On Monday 20th February, the people of Nagorno-Karabakh – a region in the Caucasus which rarely gets news coverage – voted in a referendum which may decide the future of their nation. The 100,000 ethnic Armenians who live in the region were voting on whether to change the name of their state as well as deciding if their constitution should be altered. The latter would give their president greater powers on matters of security. Though the population of Nagorno-Karabakh is 95% ethnically Armenian, and is a de facto independent state, it is internationally recognised as being part of neighbouring Azerbaijan.
This referendum is, therefore, unlikely to be given a positive reception in many other countries. Hans-Jochen Schmidt, Germany’s former ambassador to Armenia, suggested in a statement to EUobserver that ‘almost everyone outside Nagorno-Karabakh’ would consider the referendum as illegitimate, and that Azerbaijan “will consider it as a provocation.” Even the proposed new name for the region, “Artsakh,” could stoke tensions, as it is an old Armenian word.

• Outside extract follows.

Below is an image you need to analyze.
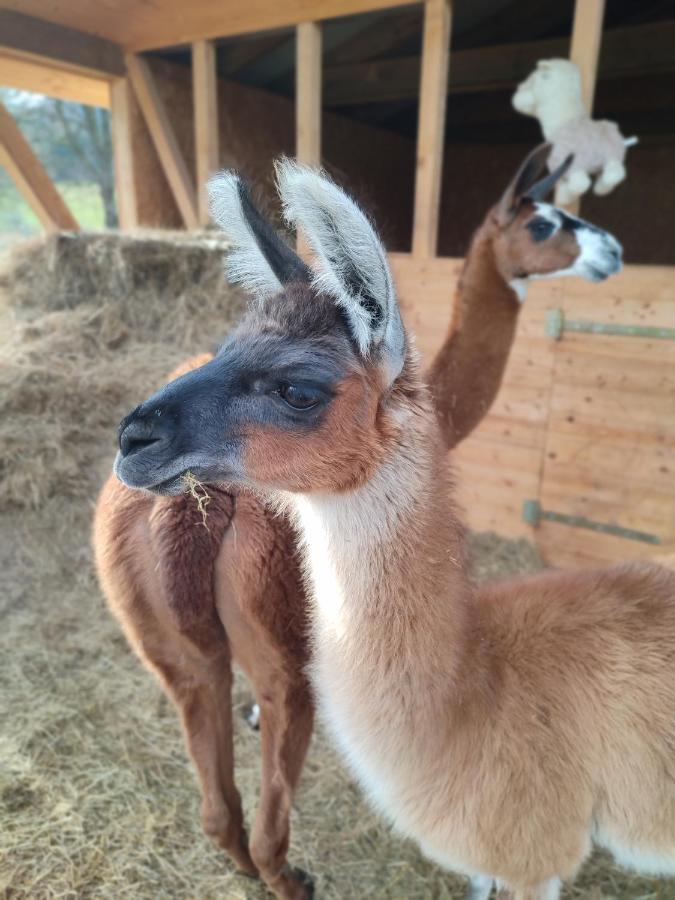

Conflict erupting over Nagorno-Karabakh is nothing new. There has been a history of animosity due in part to sectarian differences between Christian Armenians and mainly Muslim Azeris. Tensions over the area were muted when both countries became part of the Soviet Union, but flared up again in the late 1980s, following the collapse of communism in the region. A six-year war followed, which resulted in the loss of around 30,000 lives and the displacement of over one million people. Despite a ceasefire being declared in 1994, violence has erupted sporadically over the years, with each side blaming the other for violating the peace. The situation was at its worst last April, when 64 people were killed over the space of four days.
Given the disputed nature of the region, it would be unsurprising if tensions rose again following the referendum. It has the potential to be especially provocative though, given the political situation in Azerbaijan. Ilham Aliyev, the country’s president, may seek military action against the region as a way of shoring up his slipping popularity in the run up to the 2018 presidential elections. A display of democracy within Azeri borders might also provoke repercussions as Aliyev’s rule becomes ever-more totalitarian.
A greater international effort needs to be made to prevent conflict erupting once more. The “Minsk Group,” a body including US, Russian and French diplomats, has mediated on peace in the region, helping to remedy the situation last April. Yet, in a statement made by the co-chairs on the 17th of February, they regard the “so-called constitutional referendum” as illegitimate. If more countries were to recognise the region of Nagorno-Karabakh, then it would not be forced into potentially provocative acts like this referendum in order to uphold their sense of identity. Tevan Poghosyan, an Armenian MP, suggested last Saturday that without international help, war in the next few years would be “inevitable.” It is imperative for other countries to act on behalf of Nagorno-Karabakh to prevent this from happening, and at the very least, the international press could give more coverage to the conflict in this little-known region.